Friday, November 22, 2024

Editorial: Climate restoration calls for action

There is no Planet B. 

This is all we have. Therefore, we need to begin to protect it, not with just legislation proposed, but with non-performative activism and practicing sustainability in our everyday lives. 

In 2021, the United Nations released a report that warned that the changes in environment caused by human activity are irreversible, putting billions of us at risk, and warned that we are in a code red for humanity. At this current rate, our climate will be between 2.1° and 3.9° warmer by 2100. Communities would hardly be able to function, and the climate would be unbearably difficult to survive in. 

We will most likely experience more natural disasters, extreme heating and drought, a shortage of crops and food, and a decrease in species that have lived on this planet for thousands of years.

“The world faces unavoidable multiple climate hazards over the next two decades with global warming of 1.5°C (2.7°F). Even temporarily exceeding this warming level will result in additional severe impacts, some of which will be irreversible.
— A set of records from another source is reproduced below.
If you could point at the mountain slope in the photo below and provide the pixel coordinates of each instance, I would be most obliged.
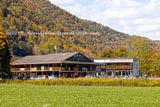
(42, 16)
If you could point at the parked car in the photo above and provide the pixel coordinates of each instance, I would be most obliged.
(51, 77)
(89, 76)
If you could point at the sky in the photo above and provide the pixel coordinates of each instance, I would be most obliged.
(134, 17)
Risks for society will increase, including to infrastructure and low-lying coastal settlements,” stated this past February in the summary for policymakers of the IPCC, the Intergovernmental Panel on Climate Change, Working Group II report, ‘Climate Change 2022: Impacts, Adaptation and Vulnerability.’
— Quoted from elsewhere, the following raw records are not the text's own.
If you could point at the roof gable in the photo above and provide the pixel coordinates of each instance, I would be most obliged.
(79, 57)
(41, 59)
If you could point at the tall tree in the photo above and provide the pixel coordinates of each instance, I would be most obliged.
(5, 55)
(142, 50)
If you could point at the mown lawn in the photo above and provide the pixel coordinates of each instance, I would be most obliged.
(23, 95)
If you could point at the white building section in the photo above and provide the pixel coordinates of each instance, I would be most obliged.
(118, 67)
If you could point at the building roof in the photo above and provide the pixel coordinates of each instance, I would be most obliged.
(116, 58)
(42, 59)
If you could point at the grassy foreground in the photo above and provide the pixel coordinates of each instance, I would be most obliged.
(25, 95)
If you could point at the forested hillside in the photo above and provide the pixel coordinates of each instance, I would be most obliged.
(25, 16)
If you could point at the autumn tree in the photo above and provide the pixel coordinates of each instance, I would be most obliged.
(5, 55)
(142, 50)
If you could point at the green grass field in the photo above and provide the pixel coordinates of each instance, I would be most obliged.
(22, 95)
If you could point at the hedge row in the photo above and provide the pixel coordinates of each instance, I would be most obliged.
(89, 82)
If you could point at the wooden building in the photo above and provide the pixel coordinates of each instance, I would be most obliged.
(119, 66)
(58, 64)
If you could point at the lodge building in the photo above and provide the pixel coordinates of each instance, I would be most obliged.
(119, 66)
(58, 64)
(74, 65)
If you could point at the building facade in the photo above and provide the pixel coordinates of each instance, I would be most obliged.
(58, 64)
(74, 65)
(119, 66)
Although in 2017, according to a report released by the Carbon Disclosure project, 100 companies are directly linked to 71% of total greenhouse emissions since 1998, there are still things we can do on an individual level to slow the damages being made on our ozone layer. As in the U.S., in 2018, from a released report, ‘U.S. Leads in Greenhouse Gas Reductions, but some States Are Falling Behind,’ from the Environmental and Energy Study Institute, our country accounts for only about five% of global population, but is responsible for 30% of global energy use and 28% of carbon emissions.

Our ozone layer is depleting. Our planet is dying. It will not take long before we make our home inhabitable. To slow human-caused global warming, those who can afford a solar and wind energy change in energy usage would help immensely, even if it is a small change. It will emit less heat trapping gasses in the atmosphere. Support local businesses that use and promote sustainable practices, use reusable bags, and start composting food and reusing simple things to lessen the amount of trash we build. Bike instead of drive, and recognize that we have a voice. Change starts with us. 

This is not the future we want for our children and future generations. This is still happening, day by day, among all the other issues we need to continue tackling. Continue activism and continue pushing for change in the institution that governs us. President Biden has introduced his plan for cutting emissions March 28; a $5.8 trillion budget request for fiscal year 2023, including nearly $45 billion for several federal agencies to tackle climate change. However, it outlines little of directly decreasing greenhouse gas emissions from vehicles and power plants. It may be hard to keep practicing activism when it feels like voices are not being listened to. Stay resilient.

The institution that is supposed to protect us needs to step up. 

According to climate.gov, “Stabilizing global temperature near its current level requires eliminating all emissions of heat-trapping gasses or, equivalently, achieving a carbon-neutral society in which people remove as much carbon from the atmosphere as they emit. Achieving this goal will require substantial societal changes in energy technologies and infrastructure that go beyond the collective actions of individuals and households to reduce emissions.”